If there is one piece of equipment often overlooked by many photographers, it is the monitor. Whilst we may spend thousands on cameras, lenses and upgraded computers, we often “make do” with our computer’s screen or buy a cheap one to get a larger size.
For anyone that is serious about their images, and let’s face it, if you are here on Lightstalking, you are, buying a monitor should be given as much consideration as buying a new camera or lens. After all, why invest all those thousands of dollars in top photographic equipment, if in the end you are viewing the images on a poor, low contrast and limited gamut monitor?
What Type of Screen Should You Get?
Perhaps we are blinded by acronyms when buying our screens, after all there are so many, LCD, LED, TN, IPS, the list goes on. So what should we buy to suit our needs. Well let start with screen type. The cheapest monitors are based on twisted nematic (TN). Whilst having a fast response time, they have limited color reproduction, poor black levels and narrow viewing angles. They are fine for word processing but not for serious photographic work.
For photography, the minimum level you should be looking for is an IPS screen. These used to be the most expensive of monitors but prices in the last few years have dropped considerably and are now well within the range of an enthusiast photographer. Whilst response times are slower, you get much deeper blacks, better contrast and viewing angles.
One thing to consider, when looking at all monitors is bit depth. IPS screens can be 6 bit or 8 bit, those extra two bits, adding to the price. Consider how you intend to work with your images. If you plan to print large, high quality images then opt for the 8 bit screens, there are even 10 bits available.
The bit depth is linked in to the screen gamut. The gamut is a graph that describes how many colors a device can “see”. For photographers, the wider the gamut range, the better. Many IPS screens run to 80-90% of the sRGB gamut, the most commonly used color space in photographic printing. More expensive models will see 100%+ of the sRGB gamut and getting close to Adobe RGB.
Some monitors come with glossy screens, Apple’s 27” Cinema Display is an example. There are lots of arguments as to whether glossy monitors are suitable for photography, this is something you will need to look at yourself.
What Size Monitor Do You Need?
Another consideration includes your monitor size. This can be broken down into two areas, the screen size, as measured across the diagonal and the screen ratio, which is the width divided by the height. Think carefully about your screen size, bigger is not always best. Look at your working area and see what would be the optimum screen size for your desk. If you are sitting close to the monitor, then there is no point in having a big 27 inch screen.

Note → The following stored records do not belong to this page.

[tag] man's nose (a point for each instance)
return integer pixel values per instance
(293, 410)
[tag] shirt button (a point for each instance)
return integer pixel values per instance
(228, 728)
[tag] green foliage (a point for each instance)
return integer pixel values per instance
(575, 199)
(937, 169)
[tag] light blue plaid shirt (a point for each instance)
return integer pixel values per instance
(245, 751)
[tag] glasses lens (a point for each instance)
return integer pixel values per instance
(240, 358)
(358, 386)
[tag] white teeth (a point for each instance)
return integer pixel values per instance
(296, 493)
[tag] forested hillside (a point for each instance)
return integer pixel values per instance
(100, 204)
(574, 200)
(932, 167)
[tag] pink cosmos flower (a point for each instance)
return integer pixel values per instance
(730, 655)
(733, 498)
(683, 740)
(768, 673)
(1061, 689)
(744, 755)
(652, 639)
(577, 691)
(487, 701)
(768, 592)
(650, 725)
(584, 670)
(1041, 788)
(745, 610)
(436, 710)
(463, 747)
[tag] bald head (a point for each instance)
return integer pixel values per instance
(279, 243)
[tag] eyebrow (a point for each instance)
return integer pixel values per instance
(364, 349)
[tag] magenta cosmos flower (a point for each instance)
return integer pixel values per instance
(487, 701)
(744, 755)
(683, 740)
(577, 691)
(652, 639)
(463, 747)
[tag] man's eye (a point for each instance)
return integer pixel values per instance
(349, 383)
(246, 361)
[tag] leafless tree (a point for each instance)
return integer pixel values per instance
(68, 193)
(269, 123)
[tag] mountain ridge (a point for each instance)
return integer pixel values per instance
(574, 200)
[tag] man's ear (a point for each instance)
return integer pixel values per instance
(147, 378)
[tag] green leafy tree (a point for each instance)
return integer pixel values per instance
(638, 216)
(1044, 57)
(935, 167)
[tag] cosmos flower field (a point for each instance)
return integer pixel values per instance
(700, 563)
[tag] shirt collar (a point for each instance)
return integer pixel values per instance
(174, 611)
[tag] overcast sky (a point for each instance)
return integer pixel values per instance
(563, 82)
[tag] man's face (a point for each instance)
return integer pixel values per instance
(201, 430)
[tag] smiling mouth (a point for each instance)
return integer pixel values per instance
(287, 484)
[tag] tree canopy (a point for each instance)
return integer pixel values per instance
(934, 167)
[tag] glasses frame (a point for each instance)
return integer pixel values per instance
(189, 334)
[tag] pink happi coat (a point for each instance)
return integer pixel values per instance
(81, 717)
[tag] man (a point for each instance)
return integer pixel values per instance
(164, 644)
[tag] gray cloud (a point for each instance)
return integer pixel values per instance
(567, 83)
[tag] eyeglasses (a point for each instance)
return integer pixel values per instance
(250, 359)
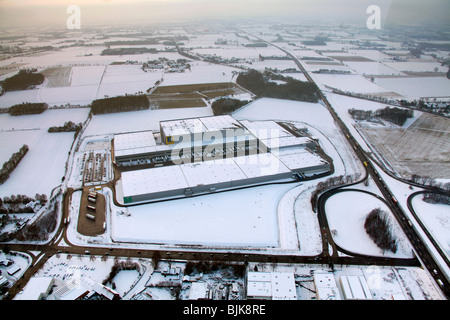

There has been a trend in recent years to produce screens in the ration 16:9. This is the standard HD television format, great for watching films but not necessarily good for photographers. In my opinion, 16:10 is a better option, it fits the image ratio of most cameras much better meaning you have more screen real estate to work with.
Also look for the resolution of the screen, some manufacturers, will try to reduce the cost of, for example, a 27 inch screen by building it as 1920×1080 rather than the much better 2560×1440. Although both are 16:9, the latter packs in a lot more resolution.
Is Your Monitor Getting All of the Image Information?
Another often underestimated issue with monitors, is how you connect it to your computer. Some people are still using the VGA cable, often supplied with cheaper monitors. This is an analogue cable that does not do your screen justice. Nearly all monitors these days have DVI, and more often than not HDMI and Display Port, all of which are significantly better than VGA. Depending on your manufacturer, at least one of these cables should be provided.
Don't Forget to Calibrate Your Monitor!
Lastly, once you have brought your new monitor home, think about where you place it and also make sure you calibrate it. There is no point in spending all your hard earned cash buying a nice monitor only to place it under harsh lights. Calibration is a must. If you do not want to spend out on a hardware calibrator, at least look at software versions – whilst not as accurate, they will make a considerable difference. Mac users have the Color Profile app built in, which can do a pretty good of getting your screen close, if used in expert mode.
As you can see, there are so many choices out there. Looking at screens in your local store, will give you a good indication of size but next to no idea of the quality. Do your research online, look at reviews, TFT Central is a good resource and use a supplier that accepts returns in case the monitor does not suit your needs.